Greig et al. reported that 4 weeks of atorvastatin 20 mg/day treatment independently decreased the levels of MDA, uric acid and flow-dependent endothelial-mediated vasodilation in heart failure patients. Possibly statins might have decreased the expression of endothelial XO by inhibiting Rac1 or NOX and transcription of XO gene [70]. In addition, simvastatin prevented 50% superoxide anion production by angiotensin II-dependent ROS production in rats, which plays a pivotal role in XO activity and endothelial dysfunction [71]. The above reports suggest that increased expression of XO and angiotensin II genes might be key factors for the stimulation of enhanced ROS production to initiate the atherosclerotic plaque and inhibition of these genes may be additional therapeutic targets of statins.

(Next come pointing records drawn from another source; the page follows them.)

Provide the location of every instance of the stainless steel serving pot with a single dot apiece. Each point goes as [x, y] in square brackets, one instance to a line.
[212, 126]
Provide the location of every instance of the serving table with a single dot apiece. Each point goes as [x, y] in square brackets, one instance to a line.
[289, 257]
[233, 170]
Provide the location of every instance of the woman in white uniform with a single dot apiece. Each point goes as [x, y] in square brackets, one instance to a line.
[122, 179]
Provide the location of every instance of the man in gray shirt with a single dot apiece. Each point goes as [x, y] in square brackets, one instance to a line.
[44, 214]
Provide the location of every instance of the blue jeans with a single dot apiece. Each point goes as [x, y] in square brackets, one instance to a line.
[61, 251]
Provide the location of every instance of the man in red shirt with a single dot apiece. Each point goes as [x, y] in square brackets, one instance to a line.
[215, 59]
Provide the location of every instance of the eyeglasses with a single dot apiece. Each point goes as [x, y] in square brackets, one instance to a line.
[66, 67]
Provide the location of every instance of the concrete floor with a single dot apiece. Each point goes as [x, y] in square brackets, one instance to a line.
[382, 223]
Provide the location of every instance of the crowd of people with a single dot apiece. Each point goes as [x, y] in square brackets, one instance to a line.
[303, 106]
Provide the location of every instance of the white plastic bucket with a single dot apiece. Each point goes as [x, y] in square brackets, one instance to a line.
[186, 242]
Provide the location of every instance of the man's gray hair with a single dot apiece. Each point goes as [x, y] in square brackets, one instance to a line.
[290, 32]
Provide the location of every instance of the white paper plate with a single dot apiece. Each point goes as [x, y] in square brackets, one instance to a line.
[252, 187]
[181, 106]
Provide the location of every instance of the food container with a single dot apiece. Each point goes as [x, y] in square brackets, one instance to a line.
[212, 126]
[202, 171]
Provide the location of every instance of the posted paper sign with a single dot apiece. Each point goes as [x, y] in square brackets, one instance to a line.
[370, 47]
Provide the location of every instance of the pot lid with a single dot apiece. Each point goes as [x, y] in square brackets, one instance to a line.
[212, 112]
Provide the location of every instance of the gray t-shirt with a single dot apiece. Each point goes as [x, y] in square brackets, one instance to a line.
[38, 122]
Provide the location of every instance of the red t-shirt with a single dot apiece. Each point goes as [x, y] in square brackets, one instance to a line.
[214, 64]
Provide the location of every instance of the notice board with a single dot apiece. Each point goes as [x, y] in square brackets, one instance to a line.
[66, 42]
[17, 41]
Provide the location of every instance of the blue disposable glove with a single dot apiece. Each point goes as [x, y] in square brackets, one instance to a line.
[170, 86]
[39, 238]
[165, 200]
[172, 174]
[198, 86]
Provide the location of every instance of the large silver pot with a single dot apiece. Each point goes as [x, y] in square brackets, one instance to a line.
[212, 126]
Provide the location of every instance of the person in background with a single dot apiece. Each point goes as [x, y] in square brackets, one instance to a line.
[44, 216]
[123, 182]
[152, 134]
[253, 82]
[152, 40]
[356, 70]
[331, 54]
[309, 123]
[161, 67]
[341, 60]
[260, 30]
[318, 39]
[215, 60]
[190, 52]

5 Conclusion and Future Directions

Coronary artery disease is a devastating disease, and oxidative stress plays a crucial role in initiation and progression of disease. Statins, the prescribed drugs for lowering of cholesterol levels, have also other pleiotropic effects on oxidative stress, inflammation, apoptosis, etc. The generation of oxidative stress is influenced by the genetic variations in eNOS, MPO, XO, NOX, etc. Differential response to statin drug insights into emerging of pharmacogenetic studies to understand the genetic makeup and treat the patient with suitable drug and dose. In clinical practice, pharmacogenetic approach toward oxidative stress is a future emerging trend in personalized medicine development.